Tuesday, April 25, 2006

Sacre Coeur, the Dark Side

While Sacre Coeur is a beautiful monument in Paris, I have to raise a certain point. The Wikipedia entry on it notes that
It was built, as contemporaries put it, "pour expier les crimes des communards" ("to expiate the crimes of the Communards") and is therefore a controversial monument.

It gets better.
(D)uring the Commune of 1871, hundreds of Communards hid in the chalk mines of the butte Montmartre, and were forever imprisoned inside when the government troops dynamited the exits.

The communards buried alive in Montmartre were the "criminals?"

5 Comments:

Anonymous Anonymous said...

The 'crimes' refers to the murder of clerics and other hostages held by the Commune during its final days in May 1871, including the Archbishop of Paris.

The aftermath of the Franco-Prussian War and the Commune was one of the darker moments in French history on all sides. I remember being incensed when George Will, smug git, trotted out the old cliché about 'France surrenders'. Of course, the Siege of Paris lasted four months, and famously (sadly) led to the zoo animals being slaughtered for food.

Anyway, I don't really like the Sacre Coeur. It's a bit... um, Catholic-nationalist.

4:13 PM  
Blogger Smitty Werbenmanjensen said...

Yeah, I knew that's what they were referring, but, you know, they'd been under siege for quite awhile which can make you desperate.

It's like the Spanish Church's view of the Republicans following the Civil War, I suppose.

2:58 PM  
Anonymous Anonymous said...

"History is written by the victors" is the operant phrase here. (Was it Napoleon who said that?
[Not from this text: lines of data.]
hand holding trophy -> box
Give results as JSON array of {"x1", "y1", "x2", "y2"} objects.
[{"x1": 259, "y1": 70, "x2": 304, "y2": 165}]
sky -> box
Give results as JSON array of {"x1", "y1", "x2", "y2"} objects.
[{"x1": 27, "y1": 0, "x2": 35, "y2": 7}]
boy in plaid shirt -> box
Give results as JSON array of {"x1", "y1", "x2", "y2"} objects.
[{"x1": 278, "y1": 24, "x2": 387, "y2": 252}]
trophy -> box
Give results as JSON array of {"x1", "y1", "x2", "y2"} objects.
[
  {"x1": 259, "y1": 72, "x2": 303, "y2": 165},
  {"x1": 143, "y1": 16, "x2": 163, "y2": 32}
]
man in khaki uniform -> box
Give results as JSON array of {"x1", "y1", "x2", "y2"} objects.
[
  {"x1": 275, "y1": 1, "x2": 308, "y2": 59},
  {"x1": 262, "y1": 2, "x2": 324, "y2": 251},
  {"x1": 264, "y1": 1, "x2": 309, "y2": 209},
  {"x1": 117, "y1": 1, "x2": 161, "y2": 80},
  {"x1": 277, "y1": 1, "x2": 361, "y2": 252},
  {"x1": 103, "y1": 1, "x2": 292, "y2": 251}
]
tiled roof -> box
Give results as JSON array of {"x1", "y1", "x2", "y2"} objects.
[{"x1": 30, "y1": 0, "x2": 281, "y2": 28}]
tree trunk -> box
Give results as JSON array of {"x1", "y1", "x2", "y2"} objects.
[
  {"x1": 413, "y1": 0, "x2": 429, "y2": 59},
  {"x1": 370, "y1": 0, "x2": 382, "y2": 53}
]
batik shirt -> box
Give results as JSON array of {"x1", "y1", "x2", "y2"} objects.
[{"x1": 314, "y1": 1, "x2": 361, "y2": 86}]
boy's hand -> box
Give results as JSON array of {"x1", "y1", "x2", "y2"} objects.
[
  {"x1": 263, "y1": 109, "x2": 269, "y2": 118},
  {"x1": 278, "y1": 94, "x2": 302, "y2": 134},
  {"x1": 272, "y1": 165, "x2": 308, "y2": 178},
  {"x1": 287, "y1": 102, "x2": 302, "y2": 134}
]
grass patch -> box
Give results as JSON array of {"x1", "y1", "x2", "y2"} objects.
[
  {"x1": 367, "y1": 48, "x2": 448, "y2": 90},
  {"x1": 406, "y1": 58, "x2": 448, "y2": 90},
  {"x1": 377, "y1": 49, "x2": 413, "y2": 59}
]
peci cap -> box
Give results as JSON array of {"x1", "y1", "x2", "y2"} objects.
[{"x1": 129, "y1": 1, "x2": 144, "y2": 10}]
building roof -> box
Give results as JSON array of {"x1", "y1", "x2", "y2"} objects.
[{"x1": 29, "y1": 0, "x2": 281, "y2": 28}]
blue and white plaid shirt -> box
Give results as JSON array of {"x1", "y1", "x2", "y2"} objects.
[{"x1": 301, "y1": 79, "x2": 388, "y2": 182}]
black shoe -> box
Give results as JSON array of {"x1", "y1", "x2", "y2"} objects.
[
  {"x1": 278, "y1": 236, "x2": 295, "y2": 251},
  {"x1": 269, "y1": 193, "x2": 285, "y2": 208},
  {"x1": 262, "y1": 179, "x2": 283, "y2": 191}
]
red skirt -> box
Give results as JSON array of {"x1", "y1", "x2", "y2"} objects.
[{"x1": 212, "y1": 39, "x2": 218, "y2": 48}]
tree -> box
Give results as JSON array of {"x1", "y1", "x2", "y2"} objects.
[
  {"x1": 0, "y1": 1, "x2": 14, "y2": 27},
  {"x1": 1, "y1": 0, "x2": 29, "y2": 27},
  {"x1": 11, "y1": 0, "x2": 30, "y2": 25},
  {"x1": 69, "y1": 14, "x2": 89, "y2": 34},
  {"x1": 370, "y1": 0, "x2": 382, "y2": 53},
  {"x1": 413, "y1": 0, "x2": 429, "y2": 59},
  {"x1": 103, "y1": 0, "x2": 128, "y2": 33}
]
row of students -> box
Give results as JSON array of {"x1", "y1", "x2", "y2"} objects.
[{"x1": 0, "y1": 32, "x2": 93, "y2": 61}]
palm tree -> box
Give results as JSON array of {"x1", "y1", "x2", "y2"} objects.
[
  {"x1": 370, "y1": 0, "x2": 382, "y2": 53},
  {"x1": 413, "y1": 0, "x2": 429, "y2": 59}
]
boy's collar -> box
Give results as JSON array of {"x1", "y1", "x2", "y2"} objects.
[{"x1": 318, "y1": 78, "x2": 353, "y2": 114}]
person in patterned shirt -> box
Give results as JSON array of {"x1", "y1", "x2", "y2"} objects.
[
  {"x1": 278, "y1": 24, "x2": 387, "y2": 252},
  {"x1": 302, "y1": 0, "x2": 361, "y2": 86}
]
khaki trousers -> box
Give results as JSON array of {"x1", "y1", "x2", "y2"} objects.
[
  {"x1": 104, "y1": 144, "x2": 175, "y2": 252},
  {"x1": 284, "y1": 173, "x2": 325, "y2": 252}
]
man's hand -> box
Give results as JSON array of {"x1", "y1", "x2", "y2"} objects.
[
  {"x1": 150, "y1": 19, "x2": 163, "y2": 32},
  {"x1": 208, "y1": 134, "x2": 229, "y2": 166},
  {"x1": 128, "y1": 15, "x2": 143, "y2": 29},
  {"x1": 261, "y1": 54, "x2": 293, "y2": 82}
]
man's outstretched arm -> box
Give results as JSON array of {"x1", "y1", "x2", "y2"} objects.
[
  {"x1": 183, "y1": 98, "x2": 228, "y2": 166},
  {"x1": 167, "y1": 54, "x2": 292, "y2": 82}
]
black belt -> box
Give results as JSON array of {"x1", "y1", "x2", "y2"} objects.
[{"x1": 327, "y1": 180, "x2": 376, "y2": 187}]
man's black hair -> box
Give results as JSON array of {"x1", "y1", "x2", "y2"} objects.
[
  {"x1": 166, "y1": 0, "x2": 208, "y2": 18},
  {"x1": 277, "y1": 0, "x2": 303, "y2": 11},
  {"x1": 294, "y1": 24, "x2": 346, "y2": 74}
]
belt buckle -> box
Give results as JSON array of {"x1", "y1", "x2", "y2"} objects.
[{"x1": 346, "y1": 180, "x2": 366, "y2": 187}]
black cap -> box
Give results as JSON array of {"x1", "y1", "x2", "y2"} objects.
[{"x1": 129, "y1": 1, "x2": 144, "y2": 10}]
He would have known.) Apropos the slaughter of the Paris Zoo animals for food: Wagner thought the starvation of the French so amusing that he wrote a comic libretto about it (at least HE thought it was comic) and planned to turn it into an Offenbach-like operetta until friends talked him out of it. (Did I mention that Wagner was a major inspiration for Hitler?)

2:54 PM  
Anonymous Anonymous said...

It's like the Spanish Church's view of the Republicans following the Civil War, I suppose.

Yeppy. Had France embraced that Action Francaise ideology, you might see the Sacre-Coeur given the same status as Santa Cruz del Valle de los Caídos. Thankfully, that's not the case.

11:16 PM  
Blogger Smitty Werbenmanjensen said...

Yeah, I had the sick feeling I'd been to France's version of the Valley of the Fallen once I read about the Communard bashing.